= Henry Keith Townes =

American entomologist

Henry Keith Townes, Jr. (20 January 1913 – 2 May 1990) was an American entomologist who specialized in the Hymenoptera with a special focus on the Ichneumonidae.

Townes was born in Greenville, South Carolina and went to study at the Furman College, receiving bachelor's degrees in 1933 which included a BS in biology and BA in language. He then went to Cornell University where he obtained a PhD in 1937 under J.C. Bradley studying Ichneumonidae. He then taught zoology at Syracuse University followed by entomology at Cornell. In 1940 he received a fellowship to work at the Academy of Natural Sciences which resulted in a catalogue of Nearctic Ichneumonidae. He then worked at the USDA in Washington and was appointed a specialist on Ichneumonidae following R. A. Cushman's retirement. In 1949 he moved to become a faculty at the North Carolina State University where he worked till 1956. His wife Marjorie Chapman also assisted him in his Hymenoptera studies and together they sampled widely using Malaise traps, made large collections and established the American Entomological Institute.

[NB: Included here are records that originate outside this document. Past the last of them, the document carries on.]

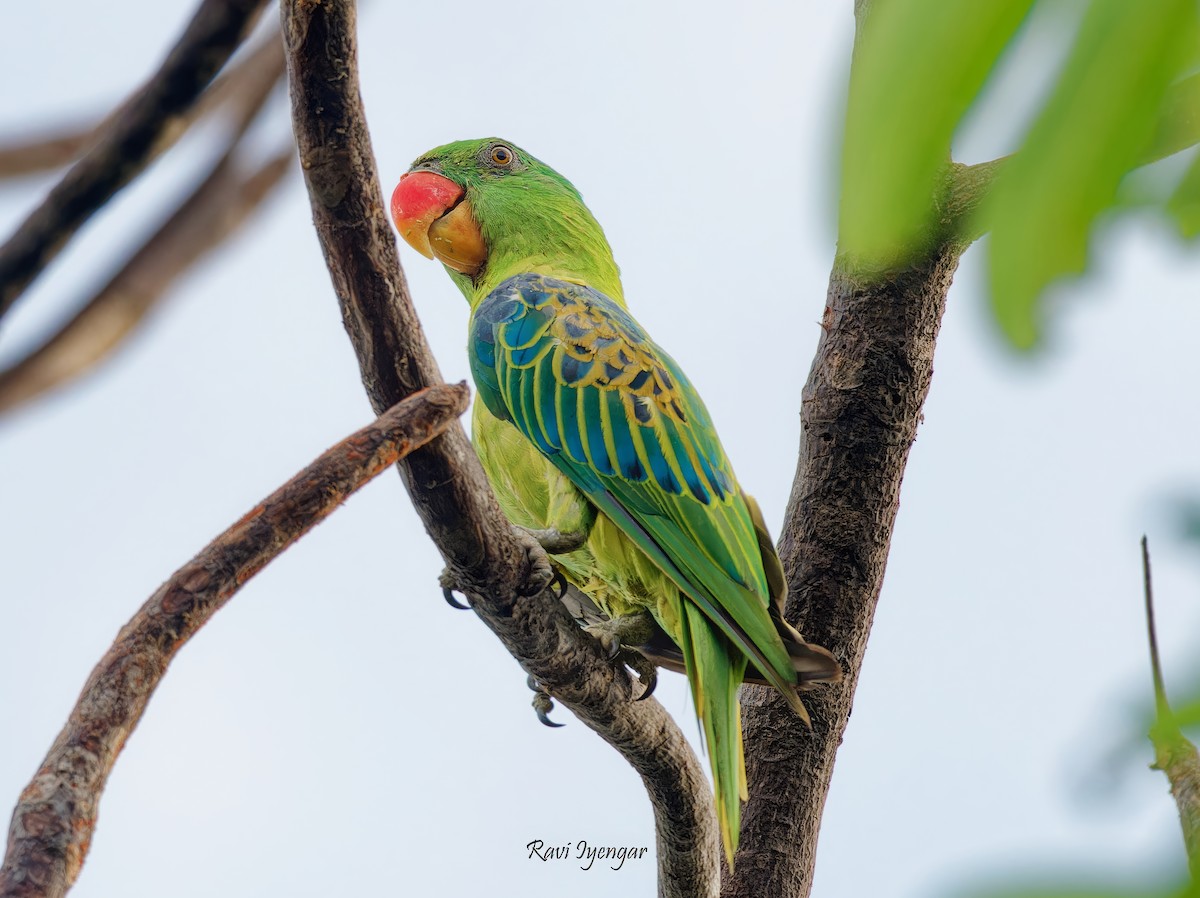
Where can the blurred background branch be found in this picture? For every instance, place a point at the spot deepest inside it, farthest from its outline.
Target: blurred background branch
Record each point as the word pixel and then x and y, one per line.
pixel 220 204
pixel 143 127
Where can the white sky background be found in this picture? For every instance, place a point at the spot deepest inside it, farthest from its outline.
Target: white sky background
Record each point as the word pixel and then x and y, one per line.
pixel 339 730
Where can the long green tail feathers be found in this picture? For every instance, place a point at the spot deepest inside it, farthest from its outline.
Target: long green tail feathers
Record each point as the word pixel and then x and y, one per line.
pixel 714 677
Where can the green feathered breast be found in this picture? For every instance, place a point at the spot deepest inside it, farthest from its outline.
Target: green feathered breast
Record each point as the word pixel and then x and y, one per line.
pixel 610 409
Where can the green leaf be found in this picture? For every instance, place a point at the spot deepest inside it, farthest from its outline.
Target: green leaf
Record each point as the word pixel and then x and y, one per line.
pixel 1185 203
pixel 1095 127
pixel 1179 126
pixel 918 65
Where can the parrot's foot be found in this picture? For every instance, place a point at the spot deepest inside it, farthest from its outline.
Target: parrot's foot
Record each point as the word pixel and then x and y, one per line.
pixel 541 702
pixel 448 588
pixel 555 542
pixel 539 572
pixel 619 635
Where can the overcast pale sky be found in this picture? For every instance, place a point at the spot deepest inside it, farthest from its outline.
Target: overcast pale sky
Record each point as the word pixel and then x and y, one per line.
pixel 337 729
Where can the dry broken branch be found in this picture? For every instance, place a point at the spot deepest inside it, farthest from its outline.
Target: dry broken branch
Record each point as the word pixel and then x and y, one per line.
pixel 129 143
pixel 54 819
pixel 444 479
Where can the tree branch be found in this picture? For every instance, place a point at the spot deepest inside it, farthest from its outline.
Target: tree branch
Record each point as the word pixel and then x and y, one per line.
pixel 54 819
pixel 445 482
pixel 1174 754
pixel 859 414
pixel 127 145
pixel 51 150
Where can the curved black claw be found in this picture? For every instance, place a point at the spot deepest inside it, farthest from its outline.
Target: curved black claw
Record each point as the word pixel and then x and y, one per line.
pixel 648 683
pixel 448 594
pixel 543 705
pixel 647 671
pixel 559 581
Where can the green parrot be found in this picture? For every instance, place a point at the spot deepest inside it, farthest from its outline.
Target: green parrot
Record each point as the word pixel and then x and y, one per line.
pixel 591 432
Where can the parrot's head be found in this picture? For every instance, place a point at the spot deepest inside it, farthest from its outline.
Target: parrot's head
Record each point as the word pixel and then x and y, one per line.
pixel 487 210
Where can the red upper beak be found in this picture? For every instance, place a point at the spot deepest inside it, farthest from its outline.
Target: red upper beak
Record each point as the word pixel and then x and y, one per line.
pixel 438 222
pixel 419 199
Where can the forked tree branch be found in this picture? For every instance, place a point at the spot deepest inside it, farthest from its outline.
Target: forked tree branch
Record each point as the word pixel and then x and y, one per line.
pixel 54 818
pixel 445 480
pixel 133 138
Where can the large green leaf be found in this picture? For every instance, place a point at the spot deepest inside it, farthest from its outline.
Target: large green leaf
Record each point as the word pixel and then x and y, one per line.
pixel 1096 126
pixel 1185 203
pixel 918 65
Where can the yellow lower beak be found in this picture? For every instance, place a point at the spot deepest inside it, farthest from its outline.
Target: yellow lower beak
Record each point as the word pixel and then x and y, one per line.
pixel 455 239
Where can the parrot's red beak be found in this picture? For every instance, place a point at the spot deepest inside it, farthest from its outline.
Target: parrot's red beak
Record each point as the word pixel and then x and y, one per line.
pixel 436 220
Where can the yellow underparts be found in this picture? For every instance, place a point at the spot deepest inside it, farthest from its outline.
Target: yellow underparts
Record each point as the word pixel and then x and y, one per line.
pixel 610 568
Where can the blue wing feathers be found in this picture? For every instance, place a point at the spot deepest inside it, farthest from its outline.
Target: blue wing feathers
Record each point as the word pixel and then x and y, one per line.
pixel 586 384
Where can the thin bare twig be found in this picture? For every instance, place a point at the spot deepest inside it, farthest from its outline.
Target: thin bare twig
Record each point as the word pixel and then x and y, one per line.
pixel 1174 753
pixel 203 221
pixel 129 143
pixel 444 479
pixel 51 150
pixel 54 819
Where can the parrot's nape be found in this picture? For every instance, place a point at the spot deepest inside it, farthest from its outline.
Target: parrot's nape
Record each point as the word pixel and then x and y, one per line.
pixel 589 431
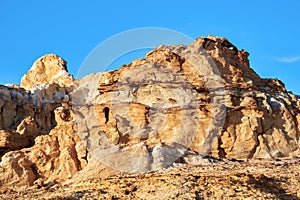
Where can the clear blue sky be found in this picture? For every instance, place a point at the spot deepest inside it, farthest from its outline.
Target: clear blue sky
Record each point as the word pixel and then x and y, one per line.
pixel 268 29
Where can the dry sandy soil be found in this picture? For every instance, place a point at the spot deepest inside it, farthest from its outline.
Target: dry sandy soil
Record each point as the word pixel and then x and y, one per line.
pixel 214 179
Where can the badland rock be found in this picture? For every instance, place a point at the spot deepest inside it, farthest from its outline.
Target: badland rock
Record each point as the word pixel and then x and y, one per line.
pixel 177 105
pixel 46 70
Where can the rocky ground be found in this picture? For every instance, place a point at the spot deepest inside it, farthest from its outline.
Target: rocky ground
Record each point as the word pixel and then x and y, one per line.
pixel 214 179
pixel 62 138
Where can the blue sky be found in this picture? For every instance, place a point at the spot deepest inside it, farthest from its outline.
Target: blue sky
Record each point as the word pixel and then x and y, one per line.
pixel 268 29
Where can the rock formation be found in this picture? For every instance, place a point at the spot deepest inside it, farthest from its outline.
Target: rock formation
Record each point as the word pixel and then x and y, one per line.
pixel 178 104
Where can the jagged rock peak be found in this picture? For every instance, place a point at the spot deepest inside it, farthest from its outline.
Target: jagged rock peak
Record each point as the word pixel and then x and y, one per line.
pixel 48 69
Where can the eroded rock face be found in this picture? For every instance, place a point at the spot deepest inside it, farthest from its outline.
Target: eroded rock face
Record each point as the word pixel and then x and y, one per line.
pixel 176 105
pixel 46 70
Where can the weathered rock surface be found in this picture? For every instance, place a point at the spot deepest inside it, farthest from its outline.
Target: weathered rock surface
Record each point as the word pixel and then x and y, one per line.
pixel 47 70
pixel 179 104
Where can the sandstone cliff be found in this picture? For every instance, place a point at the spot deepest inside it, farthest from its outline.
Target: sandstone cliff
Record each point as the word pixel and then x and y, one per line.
pixel 178 104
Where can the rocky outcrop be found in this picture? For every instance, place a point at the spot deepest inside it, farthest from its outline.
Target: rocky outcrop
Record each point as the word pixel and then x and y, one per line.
pixel 47 70
pixel 178 104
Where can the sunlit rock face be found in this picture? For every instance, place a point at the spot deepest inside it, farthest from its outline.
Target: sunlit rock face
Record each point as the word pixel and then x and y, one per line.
pixel 177 104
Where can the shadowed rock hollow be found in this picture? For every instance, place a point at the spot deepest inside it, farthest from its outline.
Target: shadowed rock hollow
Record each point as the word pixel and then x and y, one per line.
pixel 154 112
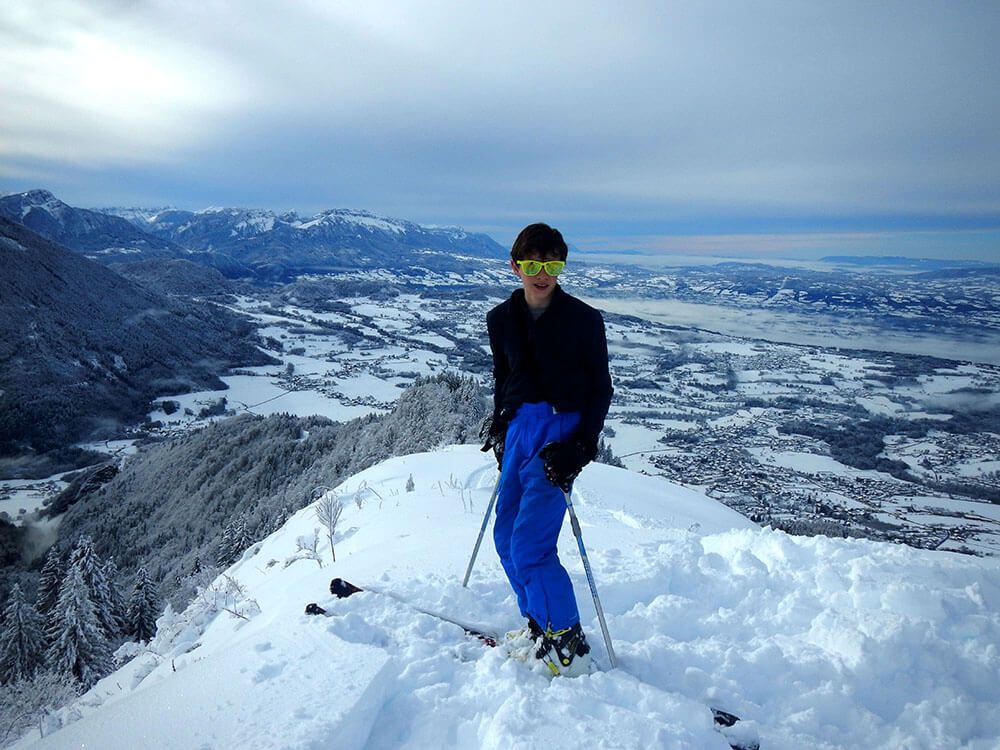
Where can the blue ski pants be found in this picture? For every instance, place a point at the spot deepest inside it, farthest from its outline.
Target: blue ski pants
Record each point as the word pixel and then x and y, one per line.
pixel 529 515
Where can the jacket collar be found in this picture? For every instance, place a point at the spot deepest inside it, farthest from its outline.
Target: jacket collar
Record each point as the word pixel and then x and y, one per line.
pixel 517 299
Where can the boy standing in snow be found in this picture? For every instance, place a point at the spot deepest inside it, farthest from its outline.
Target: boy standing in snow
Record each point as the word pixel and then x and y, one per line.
pixel 553 389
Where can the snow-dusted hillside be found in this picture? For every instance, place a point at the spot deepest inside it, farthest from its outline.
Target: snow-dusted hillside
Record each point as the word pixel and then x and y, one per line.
pixel 819 643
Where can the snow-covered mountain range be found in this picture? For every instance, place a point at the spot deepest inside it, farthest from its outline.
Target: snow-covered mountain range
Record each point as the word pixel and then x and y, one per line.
pixel 814 642
pixel 256 244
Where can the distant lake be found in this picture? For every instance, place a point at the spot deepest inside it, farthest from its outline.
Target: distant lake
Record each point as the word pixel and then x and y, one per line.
pixel 811 330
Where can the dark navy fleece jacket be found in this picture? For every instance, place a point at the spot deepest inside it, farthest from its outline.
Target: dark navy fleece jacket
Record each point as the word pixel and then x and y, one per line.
pixel 561 358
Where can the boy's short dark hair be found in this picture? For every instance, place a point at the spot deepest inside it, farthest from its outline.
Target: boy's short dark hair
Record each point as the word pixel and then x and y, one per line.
pixel 541 241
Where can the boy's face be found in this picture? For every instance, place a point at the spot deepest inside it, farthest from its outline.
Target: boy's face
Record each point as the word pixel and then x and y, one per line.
pixel 538 289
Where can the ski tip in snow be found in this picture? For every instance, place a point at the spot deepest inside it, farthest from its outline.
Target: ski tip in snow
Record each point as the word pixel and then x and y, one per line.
pixel 343 589
pixel 738 733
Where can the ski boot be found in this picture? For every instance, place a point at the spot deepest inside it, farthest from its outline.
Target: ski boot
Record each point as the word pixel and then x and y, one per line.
pixel 564 652
pixel 520 643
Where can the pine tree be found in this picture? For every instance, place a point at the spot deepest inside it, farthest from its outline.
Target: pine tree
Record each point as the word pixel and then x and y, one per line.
pixel 79 644
pixel 143 608
pixel 49 583
pixel 118 605
pixel 22 642
pixel 235 540
pixel 98 586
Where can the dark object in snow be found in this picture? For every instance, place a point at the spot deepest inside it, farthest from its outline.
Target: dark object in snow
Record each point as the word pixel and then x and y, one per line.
pixel 343 589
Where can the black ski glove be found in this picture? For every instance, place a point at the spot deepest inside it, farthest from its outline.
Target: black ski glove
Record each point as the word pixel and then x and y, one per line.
pixel 494 430
pixel 563 462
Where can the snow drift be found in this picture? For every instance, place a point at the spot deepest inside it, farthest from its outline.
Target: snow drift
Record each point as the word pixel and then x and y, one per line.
pixel 816 642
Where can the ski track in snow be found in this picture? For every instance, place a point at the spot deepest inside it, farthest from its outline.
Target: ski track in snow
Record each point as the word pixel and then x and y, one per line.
pixel 815 642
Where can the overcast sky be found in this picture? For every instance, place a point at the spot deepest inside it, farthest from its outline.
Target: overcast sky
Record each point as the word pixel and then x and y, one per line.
pixel 795 128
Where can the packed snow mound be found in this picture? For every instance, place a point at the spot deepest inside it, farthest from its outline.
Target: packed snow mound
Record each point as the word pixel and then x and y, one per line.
pixel 815 642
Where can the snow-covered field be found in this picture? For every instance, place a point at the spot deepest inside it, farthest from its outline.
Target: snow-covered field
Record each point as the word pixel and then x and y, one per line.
pixel 815 642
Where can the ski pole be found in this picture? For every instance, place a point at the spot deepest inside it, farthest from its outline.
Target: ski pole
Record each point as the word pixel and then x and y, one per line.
pixel 590 578
pixel 482 532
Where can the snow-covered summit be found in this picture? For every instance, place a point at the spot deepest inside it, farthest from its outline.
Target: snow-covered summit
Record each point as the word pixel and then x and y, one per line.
pixel 819 643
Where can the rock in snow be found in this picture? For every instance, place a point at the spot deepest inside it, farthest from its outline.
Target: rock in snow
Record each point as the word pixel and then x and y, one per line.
pixel 816 642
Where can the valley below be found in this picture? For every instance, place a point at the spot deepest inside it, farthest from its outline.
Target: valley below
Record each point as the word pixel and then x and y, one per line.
pixel 811 431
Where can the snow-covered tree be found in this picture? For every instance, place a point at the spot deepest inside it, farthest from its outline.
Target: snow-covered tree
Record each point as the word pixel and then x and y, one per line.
pixel 92 568
pixel 49 583
pixel 235 539
pixel 79 645
pixel 143 608
pixel 118 604
pixel 22 642
pixel 328 510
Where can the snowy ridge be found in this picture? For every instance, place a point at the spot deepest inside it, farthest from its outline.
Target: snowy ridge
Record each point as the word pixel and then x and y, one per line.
pixel 820 643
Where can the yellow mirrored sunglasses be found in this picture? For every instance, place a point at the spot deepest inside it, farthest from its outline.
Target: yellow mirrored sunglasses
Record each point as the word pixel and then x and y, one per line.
pixel 533 267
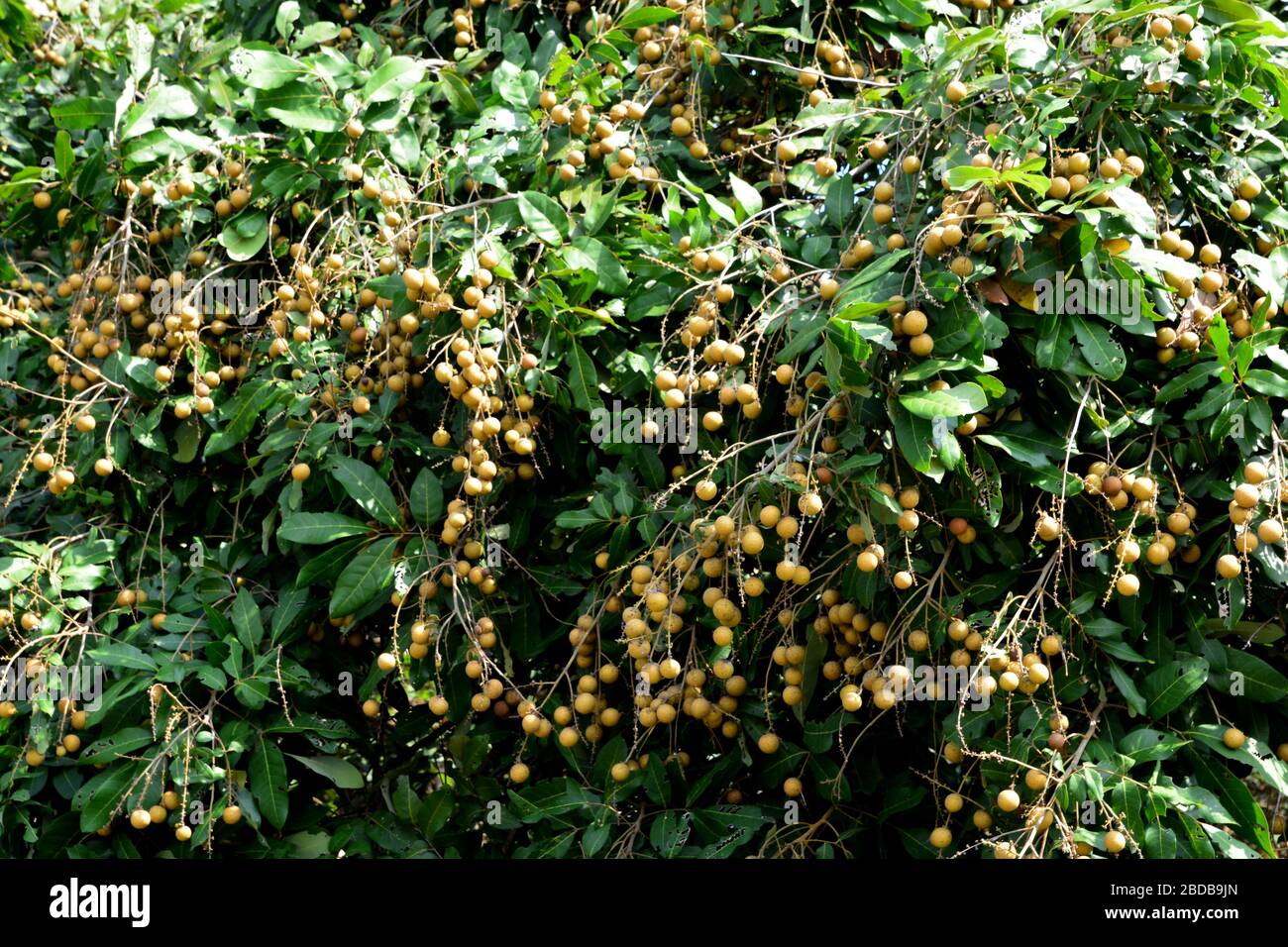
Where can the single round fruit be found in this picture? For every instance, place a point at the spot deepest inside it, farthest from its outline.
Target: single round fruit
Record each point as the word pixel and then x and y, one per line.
pixel 1127 585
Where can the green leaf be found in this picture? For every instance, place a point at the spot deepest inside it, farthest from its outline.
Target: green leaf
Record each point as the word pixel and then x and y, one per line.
pixel 1237 800
pixel 84 112
pixel 545 218
pixel 245 235
pixel 747 196
pixel 267 775
pixel 119 744
pixel 1145 745
pixel 583 377
pixel 63 157
pixel 99 797
pixel 316 528
pixel 966 398
pixel 121 655
pixel 368 488
pixel 369 574
pixel 240 415
pixel 250 629
pixel 426 499
pixel 286 17
pixel 262 67
pixel 643 16
pixel 1127 688
pixel 1257 681
pixel 391 78
pixel 161 102
pixel 1168 686
pixel 343 774
pixel 1102 352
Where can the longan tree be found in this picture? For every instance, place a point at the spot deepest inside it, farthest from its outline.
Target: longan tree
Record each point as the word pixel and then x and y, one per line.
pixel 656 429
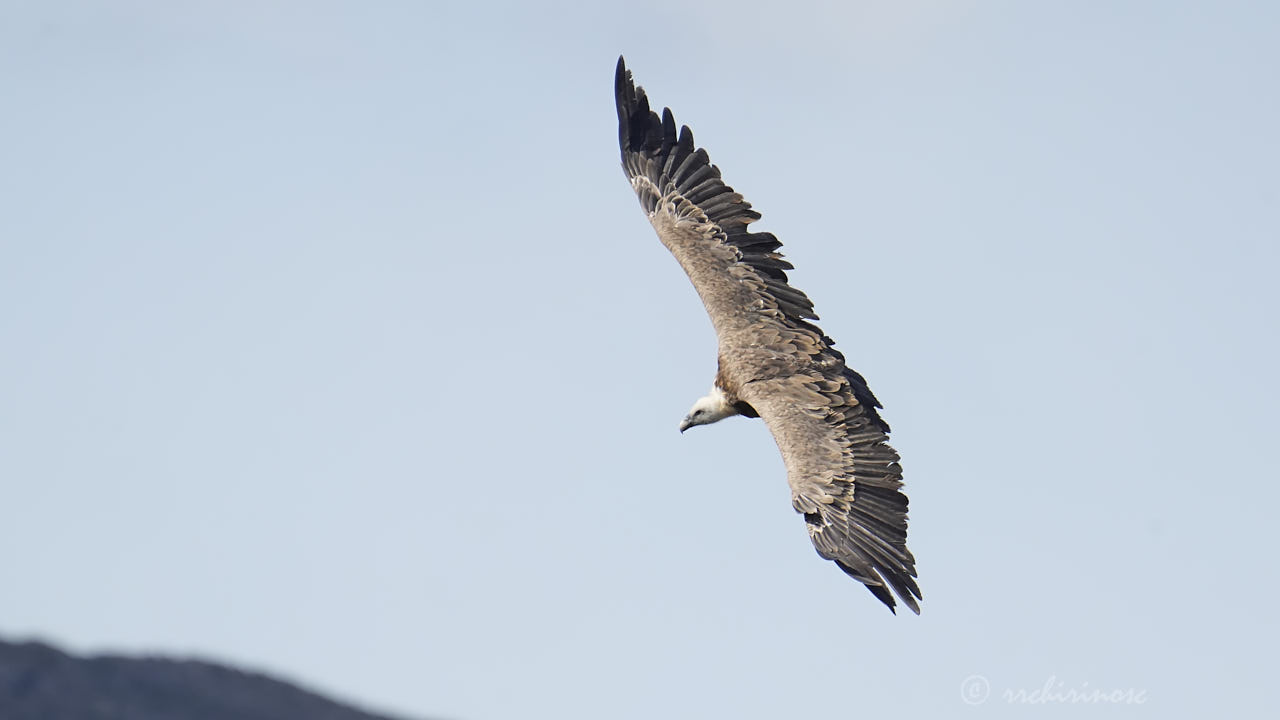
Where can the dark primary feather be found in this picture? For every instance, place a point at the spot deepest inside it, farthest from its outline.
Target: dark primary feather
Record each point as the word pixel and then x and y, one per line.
pixel 845 478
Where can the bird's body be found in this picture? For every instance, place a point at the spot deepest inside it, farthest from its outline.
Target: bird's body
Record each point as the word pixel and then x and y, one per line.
pixel 773 363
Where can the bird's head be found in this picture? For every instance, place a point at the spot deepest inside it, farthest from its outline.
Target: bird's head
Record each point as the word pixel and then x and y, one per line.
pixel 707 410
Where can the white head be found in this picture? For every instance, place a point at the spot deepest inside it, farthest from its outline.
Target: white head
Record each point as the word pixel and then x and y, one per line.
pixel 708 410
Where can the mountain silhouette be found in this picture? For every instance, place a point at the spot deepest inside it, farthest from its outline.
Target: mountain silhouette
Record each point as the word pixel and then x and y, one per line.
pixel 39 682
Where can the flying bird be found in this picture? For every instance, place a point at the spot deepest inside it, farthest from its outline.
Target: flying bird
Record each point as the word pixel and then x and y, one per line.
pixel 775 364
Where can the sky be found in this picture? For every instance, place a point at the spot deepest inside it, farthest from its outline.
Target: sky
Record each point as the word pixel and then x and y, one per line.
pixel 336 346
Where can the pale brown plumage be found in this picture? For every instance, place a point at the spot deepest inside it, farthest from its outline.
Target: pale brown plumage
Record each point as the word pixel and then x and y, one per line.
pixel 773 361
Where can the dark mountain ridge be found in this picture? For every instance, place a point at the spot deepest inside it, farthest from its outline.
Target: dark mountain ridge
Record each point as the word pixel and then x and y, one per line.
pixel 39 682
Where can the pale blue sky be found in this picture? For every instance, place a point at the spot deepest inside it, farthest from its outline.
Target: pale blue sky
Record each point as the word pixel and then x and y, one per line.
pixel 336 345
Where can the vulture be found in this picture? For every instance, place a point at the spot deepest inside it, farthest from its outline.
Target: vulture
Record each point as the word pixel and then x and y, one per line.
pixel 775 363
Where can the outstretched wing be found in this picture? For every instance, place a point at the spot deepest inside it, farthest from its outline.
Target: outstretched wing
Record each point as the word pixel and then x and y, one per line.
pixel 844 477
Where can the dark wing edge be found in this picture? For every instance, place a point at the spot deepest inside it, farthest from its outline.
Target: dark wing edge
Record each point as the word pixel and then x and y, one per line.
pixel 652 149
pixel 845 479
pixel 859 522
pixel 671 163
pixel 859 518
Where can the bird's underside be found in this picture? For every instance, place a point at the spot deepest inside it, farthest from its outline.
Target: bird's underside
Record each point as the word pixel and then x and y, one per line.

He then moved to the University of Michigan and by 1970 they had nearly 700,000 specimens. In 1985 he moved the American Entomological Institute to Gainesville, Florida.

Townes published numerous revisions and several major catalogues on the Ichneumonidae. Townes followed strict priority and was opposed to many of the rulings of the ICZN and disregarded many Opinions of the ICZN.